Diz que usa as ferramentas do “coaching” que mistura com as “técnicas de comunicação neurolinguísticas”. O quê? O que é isso? “É basicamente como conciliamos a parte neurológica com a parte linguística, seja ela verbal, não-verbal e paraverbal”, responde.

“No desporto é quando um treinador diz a um jogador: ‘Não vás por aí, não faças isto.” Isso não tem qualquer valor acrescentado em termos de acção. O que ele deve dizer é: faz isto ou vai por aqui. O jogador deve estar focado no que é para fazer e não no que não é para fazer. São algumas coisas que têm a ver com a linguística e como comunicamos quer com os outros, quer connosco”, garante.

Depois há outra ferramenta, essencial. A visão periférica. Trabalhar o foco. Como é que isso se faz? “Usamos alguns jogos, mantemos um ponto na parede e depois começamos a mandar bolas de ténis para que os jogadores as apanhem de vários ângulos, sem tirar os olhos do foco. Ele vai conseguir apanhar bolas em ângulos de 45 graus onde ele não tem qualquer tipo de visão”, refere.

A ideia é depois replicar isso em campo, fazer com que os jogadores sejam mais rápidos a reagir do que os adversários.

Ronaldo, Ibra e Iniesta

A mulher natural de Ponte de Lima segue mais de dez jogadores que jogam nos principais campeonatos de Portugal, França e Inglaterra. Não se pode falar de um sonho, garante, mas antes de um “gosto imenso”.

Quer trabalhar com dois tipos de jogadores: os que, como Éder, têm um potencial “muito grande e que face ao contexto não o estão a utilizar”, e os de alta performance, que estão altamente comprometidos com o sucesso.
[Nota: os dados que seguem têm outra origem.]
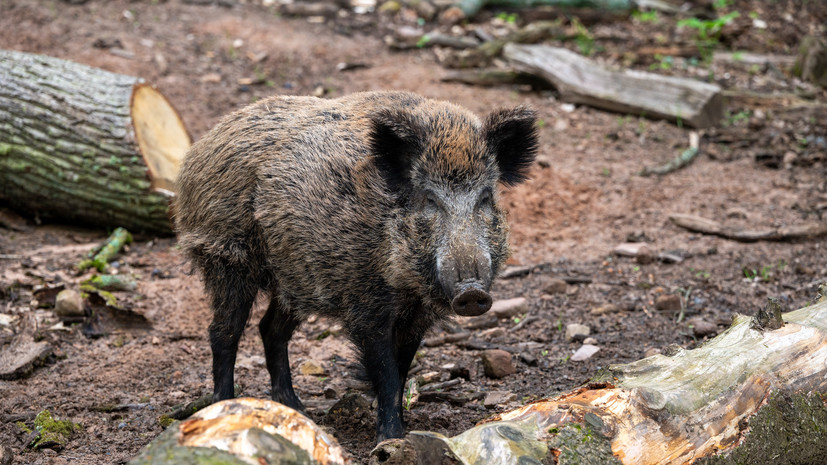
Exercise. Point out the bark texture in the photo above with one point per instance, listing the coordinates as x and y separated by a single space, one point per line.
86 145
580 80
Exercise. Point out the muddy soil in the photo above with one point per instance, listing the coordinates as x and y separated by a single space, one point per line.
762 168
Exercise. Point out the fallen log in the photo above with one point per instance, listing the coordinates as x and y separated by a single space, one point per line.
243 431
83 144
486 52
472 7
706 226
750 393
580 80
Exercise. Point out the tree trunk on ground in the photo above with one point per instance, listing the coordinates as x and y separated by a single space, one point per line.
748 395
86 145
580 80
751 393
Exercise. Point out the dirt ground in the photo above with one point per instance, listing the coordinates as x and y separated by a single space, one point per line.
763 167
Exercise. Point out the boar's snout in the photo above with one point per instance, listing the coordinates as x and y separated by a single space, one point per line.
471 300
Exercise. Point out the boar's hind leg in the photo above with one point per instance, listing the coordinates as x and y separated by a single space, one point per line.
276 330
232 297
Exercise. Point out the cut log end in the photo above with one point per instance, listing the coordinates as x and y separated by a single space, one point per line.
162 138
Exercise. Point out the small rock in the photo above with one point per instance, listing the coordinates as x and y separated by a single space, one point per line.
68 304
350 409
6 455
428 378
585 352
577 332
451 16
555 286
390 7
671 256
604 309
510 307
497 363
736 212
311 367
458 370
330 392
496 398
492 333
651 352
639 250
701 327
6 319
668 302
211 78
528 359
426 10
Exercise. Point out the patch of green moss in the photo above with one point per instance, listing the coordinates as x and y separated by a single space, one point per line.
165 421
53 433
23 427
790 429
582 445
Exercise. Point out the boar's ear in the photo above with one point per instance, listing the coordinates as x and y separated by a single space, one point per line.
512 137
396 138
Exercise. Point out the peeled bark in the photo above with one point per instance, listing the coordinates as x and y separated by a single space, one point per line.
86 145
244 431
750 392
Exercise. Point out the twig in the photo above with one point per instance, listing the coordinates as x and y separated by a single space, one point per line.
523 322
706 226
107 251
488 77
446 339
678 162
439 386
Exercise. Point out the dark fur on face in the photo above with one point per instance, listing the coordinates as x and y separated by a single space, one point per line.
378 209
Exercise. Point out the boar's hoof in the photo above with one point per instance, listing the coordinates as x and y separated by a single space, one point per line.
472 301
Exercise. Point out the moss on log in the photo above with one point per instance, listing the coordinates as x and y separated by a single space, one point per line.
86 145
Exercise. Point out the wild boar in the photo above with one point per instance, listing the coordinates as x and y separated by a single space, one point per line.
379 209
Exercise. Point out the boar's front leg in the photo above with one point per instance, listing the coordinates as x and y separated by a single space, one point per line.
408 344
377 347
232 298
276 329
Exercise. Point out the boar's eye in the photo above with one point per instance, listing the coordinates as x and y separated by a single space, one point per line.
486 199
431 201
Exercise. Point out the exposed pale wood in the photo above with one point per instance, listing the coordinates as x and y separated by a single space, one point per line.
18 359
667 410
248 429
581 80
707 226
86 145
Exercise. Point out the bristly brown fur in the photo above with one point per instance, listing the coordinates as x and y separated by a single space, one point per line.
347 208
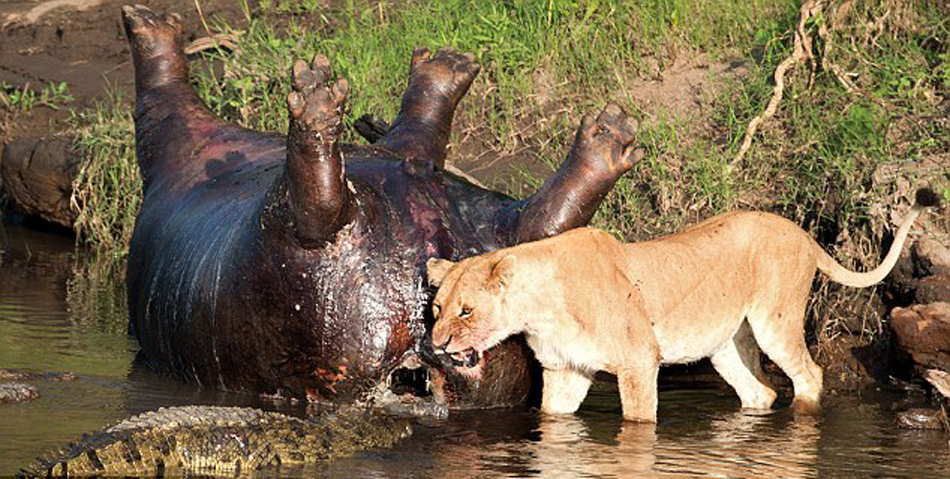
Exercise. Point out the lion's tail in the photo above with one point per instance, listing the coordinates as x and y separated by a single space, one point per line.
839 274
Põe no topo desta lista três nomes: Ronaldo, Iniesta e Zlatan Ibrahimović. “São jogadores a quem gostava de dar umas dicas”, anuncia. Mas o que podia melhorar no rendimento de Ronaldo? “Nunca atingimos o nosso limite. Ele sabe disso, por isso é que trabalha para os resultados que tem.”

Depois, num tom humilde, sublinha que o que podia trabalhar com o capitão da selecção “é algo que ele já faz”, ou seja a “liderança”, “liderar pelo exemplo”. Susana acredita que iria aprender muito com CR7. “Seria um excelente exemplo do que eu faço com outros jogadores. Não lhe ia ensinar a ser o melhor porque ele já o é.”

Éder tem os pés na terra

Susana desfaz-se em elogios a Éder e diz que ele a ajuda a ter sucesso no trabalho de “coaching” com o jogador. É “inteligente”, “extremamente humilde”, um “excelente elemento de equipa”, um “amigo” e muito “cordial”. Gosta de ler e não deixa para os outros a realização de tarefas domésticas como cozinhar, lavar e passar a ferro.

Susana garante que não há perigo de o futebolista, que cresceu numa instituição de solidariedade social em Coimbra, se deslumbrar com o enorme marco que foi dar a taça de campeão europeu a Portugal.

“Não será preciso fazer nenhum trabalho para o fazer regressar a terra porque isto não apareceu do nada. Foi um confirmar do objectivo e ele já deve estar a pensar no próximo”, sublinha.

Fora das quatro linhas, a próxima meta de Éder é a publicação de um livro com a história que o levou ao sucesso. Será publicado em parceria com Susana, à partida já no mês de Agosto.